Jing Jiu ya había sufrido lesiones antes. Podía durar tanto tiempo porque el anciano tenía prohibido emplear métodos mágicos más poderosos en la prisión del demonio.
Sin embargo, enfadado por los ataques de Jing Jiu, el anciano incluso empleó los métodos mágicos del estado de Dachen, como si estuviera listo para cortar su propio estómago.
Dado que la diferencia entre el estado de Cultivo entre los dos era simplemente demasiado grande, Jing Jiu, frente a un espadachín tan loco del estado de Dachen, tendría un solo destino, la muerte.

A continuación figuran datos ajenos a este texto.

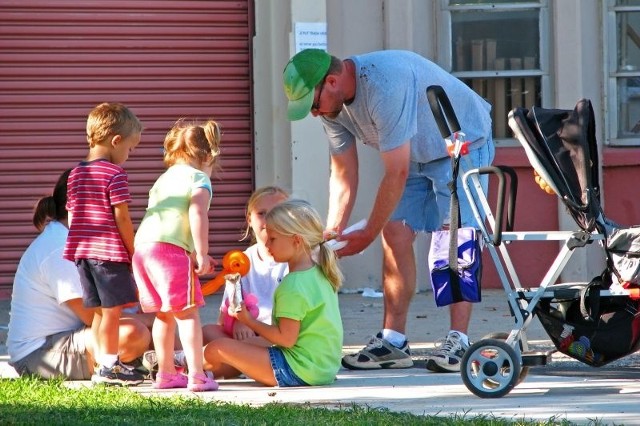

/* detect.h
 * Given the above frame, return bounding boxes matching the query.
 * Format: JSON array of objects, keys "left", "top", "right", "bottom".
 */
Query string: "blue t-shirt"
[{"left": 322, "top": 50, "right": 492, "bottom": 164}]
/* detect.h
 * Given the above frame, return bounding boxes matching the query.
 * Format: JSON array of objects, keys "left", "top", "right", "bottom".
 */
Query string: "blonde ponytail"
[{"left": 266, "top": 199, "right": 343, "bottom": 291}]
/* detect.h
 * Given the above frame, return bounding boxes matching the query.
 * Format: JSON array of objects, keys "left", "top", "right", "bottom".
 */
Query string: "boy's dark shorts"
[{"left": 76, "top": 259, "right": 139, "bottom": 308}]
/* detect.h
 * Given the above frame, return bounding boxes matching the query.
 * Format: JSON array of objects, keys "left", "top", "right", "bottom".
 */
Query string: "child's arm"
[
  {"left": 234, "top": 305, "right": 300, "bottom": 348},
  {"left": 113, "top": 202, "right": 135, "bottom": 257},
  {"left": 189, "top": 187, "right": 214, "bottom": 275},
  {"left": 65, "top": 298, "right": 95, "bottom": 326}
]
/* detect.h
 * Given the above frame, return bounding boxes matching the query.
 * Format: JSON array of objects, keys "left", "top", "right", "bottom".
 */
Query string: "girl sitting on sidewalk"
[
  {"left": 201, "top": 185, "right": 289, "bottom": 379},
  {"left": 203, "top": 199, "right": 343, "bottom": 386}
]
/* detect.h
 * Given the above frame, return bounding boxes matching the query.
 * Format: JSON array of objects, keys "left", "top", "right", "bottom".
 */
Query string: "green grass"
[{"left": 0, "top": 377, "right": 582, "bottom": 425}]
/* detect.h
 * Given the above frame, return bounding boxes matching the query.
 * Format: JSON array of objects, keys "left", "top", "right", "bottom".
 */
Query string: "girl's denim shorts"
[{"left": 268, "top": 346, "right": 308, "bottom": 387}]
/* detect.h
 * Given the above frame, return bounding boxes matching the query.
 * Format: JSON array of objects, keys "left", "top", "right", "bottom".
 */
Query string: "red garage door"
[{"left": 0, "top": 0, "right": 254, "bottom": 291}]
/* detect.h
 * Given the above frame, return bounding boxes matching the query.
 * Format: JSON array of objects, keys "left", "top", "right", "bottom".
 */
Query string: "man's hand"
[
  {"left": 335, "top": 229, "right": 374, "bottom": 257},
  {"left": 335, "top": 143, "right": 409, "bottom": 258}
]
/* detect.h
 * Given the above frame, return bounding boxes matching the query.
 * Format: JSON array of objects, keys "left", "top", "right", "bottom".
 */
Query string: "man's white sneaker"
[
  {"left": 425, "top": 331, "right": 469, "bottom": 373},
  {"left": 341, "top": 333, "right": 413, "bottom": 370}
]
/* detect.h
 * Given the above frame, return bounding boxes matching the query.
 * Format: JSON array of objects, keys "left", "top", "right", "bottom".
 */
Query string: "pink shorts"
[{"left": 132, "top": 242, "right": 205, "bottom": 313}]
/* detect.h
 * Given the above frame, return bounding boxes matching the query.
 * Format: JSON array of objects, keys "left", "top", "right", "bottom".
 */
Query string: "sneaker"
[
  {"left": 425, "top": 331, "right": 470, "bottom": 373},
  {"left": 122, "top": 356, "right": 150, "bottom": 377},
  {"left": 341, "top": 333, "right": 413, "bottom": 370},
  {"left": 142, "top": 350, "right": 186, "bottom": 380},
  {"left": 91, "top": 359, "right": 146, "bottom": 386},
  {"left": 187, "top": 372, "right": 219, "bottom": 392},
  {"left": 153, "top": 372, "right": 188, "bottom": 390}
]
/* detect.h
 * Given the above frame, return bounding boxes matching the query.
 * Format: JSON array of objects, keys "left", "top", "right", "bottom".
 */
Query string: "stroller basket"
[{"left": 534, "top": 286, "right": 640, "bottom": 367}]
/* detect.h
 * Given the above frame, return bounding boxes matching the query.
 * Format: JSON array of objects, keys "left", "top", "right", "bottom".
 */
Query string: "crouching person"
[{"left": 7, "top": 170, "right": 151, "bottom": 381}]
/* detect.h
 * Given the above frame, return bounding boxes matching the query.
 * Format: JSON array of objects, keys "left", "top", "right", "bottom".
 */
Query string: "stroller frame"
[
  {"left": 459, "top": 166, "right": 607, "bottom": 398},
  {"left": 453, "top": 100, "right": 638, "bottom": 398}
]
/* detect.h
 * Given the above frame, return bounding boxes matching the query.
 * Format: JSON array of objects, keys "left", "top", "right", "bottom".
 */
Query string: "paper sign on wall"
[{"left": 295, "top": 22, "right": 327, "bottom": 53}]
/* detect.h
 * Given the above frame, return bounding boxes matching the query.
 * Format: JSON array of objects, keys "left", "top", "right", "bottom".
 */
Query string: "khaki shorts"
[{"left": 10, "top": 326, "right": 92, "bottom": 380}]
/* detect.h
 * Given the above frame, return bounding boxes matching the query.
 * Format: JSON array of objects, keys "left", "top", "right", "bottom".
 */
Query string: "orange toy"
[
  {"left": 201, "top": 250, "right": 251, "bottom": 296},
  {"left": 534, "top": 169, "right": 555, "bottom": 195}
]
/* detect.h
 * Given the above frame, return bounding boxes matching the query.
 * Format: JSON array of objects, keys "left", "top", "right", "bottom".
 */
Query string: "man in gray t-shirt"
[{"left": 283, "top": 49, "right": 495, "bottom": 372}]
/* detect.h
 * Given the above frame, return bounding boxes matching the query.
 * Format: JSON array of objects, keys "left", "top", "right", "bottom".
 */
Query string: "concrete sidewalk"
[
  {"left": 0, "top": 288, "right": 548, "bottom": 357},
  {"left": 2, "top": 290, "right": 640, "bottom": 424}
]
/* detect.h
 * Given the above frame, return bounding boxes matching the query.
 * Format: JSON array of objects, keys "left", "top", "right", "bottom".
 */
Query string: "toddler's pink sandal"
[
  {"left": 153, "top": 372, "right": 188, "bottom": 389},
  {"left": 187, "top": 372, "right": 219, "bottom": 392}
]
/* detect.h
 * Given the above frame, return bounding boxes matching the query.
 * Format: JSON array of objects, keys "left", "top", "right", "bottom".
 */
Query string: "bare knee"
[
  {"left": 381, "top": 221, "right": 416, "bottom": 275},
  {"left": 202, "top": 323, "right": 226, "bottom": 345},
  {"left": 203, "top": 338, "right": 231, "bottom": 370},
  {"left": 155, "top": 311, "right": 173, "bottom": 323},
  {"left": 382, "top": 220, "right": 415, "bottom": 248},
  {"left": 118, "top": 318, "right": 151, "bottom": 362},
  {"left": 174, "top": 306, "right": 199, "bottom": 322}
]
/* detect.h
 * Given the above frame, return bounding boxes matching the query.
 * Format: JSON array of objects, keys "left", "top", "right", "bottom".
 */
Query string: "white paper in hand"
[
  {"left": 225, "top": 273, "right": 243, "bottom": 314},
  {"left": 324, "top": 219, "right": 367, "bottom": 251}
]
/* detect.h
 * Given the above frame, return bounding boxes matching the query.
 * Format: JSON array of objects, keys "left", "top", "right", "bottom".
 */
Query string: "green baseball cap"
[{"left": 283, "top": 49, "right": 331, "bottom": 121}]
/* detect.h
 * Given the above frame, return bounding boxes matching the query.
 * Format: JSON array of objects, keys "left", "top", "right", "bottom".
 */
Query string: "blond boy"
[{"left": 63, "top": 102, "right": 145, "bottom": 386}]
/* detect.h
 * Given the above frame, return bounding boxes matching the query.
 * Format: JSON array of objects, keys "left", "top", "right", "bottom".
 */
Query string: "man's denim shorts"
[
  {"left": 390, "top": 140, "right": 496, "bottom": 232},
  {"left": 268, "top": 346, "right": 308, "bottom": 387}
]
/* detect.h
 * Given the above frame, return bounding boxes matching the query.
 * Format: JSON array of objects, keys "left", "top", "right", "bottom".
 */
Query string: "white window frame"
[
  {"left": 437, "top": 0, "right": 551, "bottom": 146},
  {"left": 605, "top": 0, "right": 640, "bottom": 146}
]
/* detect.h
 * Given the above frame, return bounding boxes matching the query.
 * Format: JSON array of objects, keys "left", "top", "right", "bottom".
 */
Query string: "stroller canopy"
[{"left": 508, "top": 99, "right": 602, "bottom": 232}]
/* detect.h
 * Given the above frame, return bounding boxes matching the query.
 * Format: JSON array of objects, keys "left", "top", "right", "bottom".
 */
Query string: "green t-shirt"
[
  {"left": 273, "top": 265, "right": 343, "bottom": 385},
  {"left": 135, "top": 164, "right": 212, "bottom": 253}
]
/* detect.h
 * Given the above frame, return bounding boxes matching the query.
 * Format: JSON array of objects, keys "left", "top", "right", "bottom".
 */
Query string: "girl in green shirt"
[{"left": 203, "top": 199, "right": 344, "bottom": 386}]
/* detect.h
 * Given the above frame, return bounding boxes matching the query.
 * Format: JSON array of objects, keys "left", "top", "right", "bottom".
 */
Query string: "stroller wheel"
[
  {"left": 480, "top": 332, "right": 529, "bottom": 385},
  {"left": 461, "top": 338, "right": 521, "bottom": 398}
]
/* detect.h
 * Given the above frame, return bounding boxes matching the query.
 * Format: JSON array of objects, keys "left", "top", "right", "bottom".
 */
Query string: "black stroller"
[{"left": 442, "top": 98, "right": 640, "bottom": 398}]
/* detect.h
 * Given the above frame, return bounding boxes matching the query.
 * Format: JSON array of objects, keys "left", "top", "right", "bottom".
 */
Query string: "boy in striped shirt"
[{"left": 63, "top": 102, "right": 145, "bottom": 386}]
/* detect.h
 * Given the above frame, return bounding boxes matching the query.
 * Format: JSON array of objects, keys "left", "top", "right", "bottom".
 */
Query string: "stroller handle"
[
  {"left": 473, "top": 166, "right": 518, "bottom": 246},
  {"left": 427, "top": 85, "right": 461, "bottom": 139}
]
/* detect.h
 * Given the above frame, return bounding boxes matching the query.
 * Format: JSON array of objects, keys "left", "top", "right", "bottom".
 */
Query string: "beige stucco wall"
[{"left": 253, "top": 0, "right": 606, "bottom": 291}]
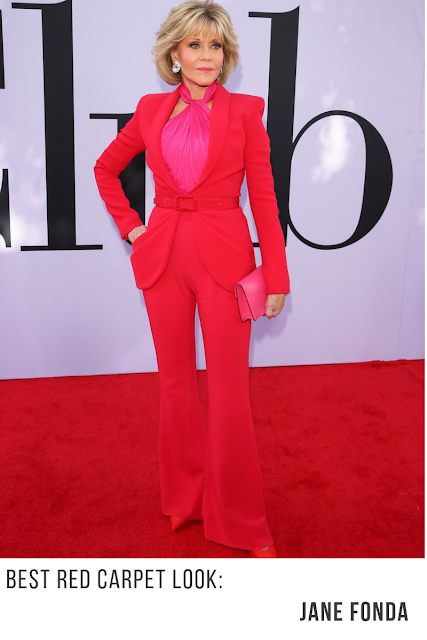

Sin embargo, Jing Jiu ni siquiera estaba pensando en el resultado. Él empujó la espada de hierro en su mano en el suelo delante de él.
El grito doloroso y enojado del anciano hizo eco en todo el cielo y la tierra de nuevo.
El anciano agitó furiosamente su manga desde una distancia de una milla de distancia; El viento caótico se levantó del suelo y llevó una docena de truenos en llamas para dirigirse hacia Jing Jiu desde todas las direcciones.
¡¡¡Boom!!!
Jing Jiu fue derribado a los pies de un acantilado a mil pies de distancia.
Intentó levantarse, pero fracasó. Todo lo que podía hacer era sentarse en el mismo lugar.
La sangre fresca que salía de su boca enrojeció la mitad de su tela, y luego se volvió negra después de ser quemada por el rayo residual.
En este momento, Jing Jiu parecía un trozo de Thunder-Soul Wood.
Sin embargo, todavía estaba bastante tranquilo, sus ojos sin miedo ni preocupación. Empujó su espada de hierro hacia atrás contra la pared del acantilado.
El anciano sintió un dolor agudo, como ser golpeado directamente. "¡Vete al infierno!" Gritó terriblemente.
Mientras el anciano hablaba, agarró el aire oscuro con sus manos temblorosas y creó innumerables rayos, dirigiéndose hacia Jing Jiu.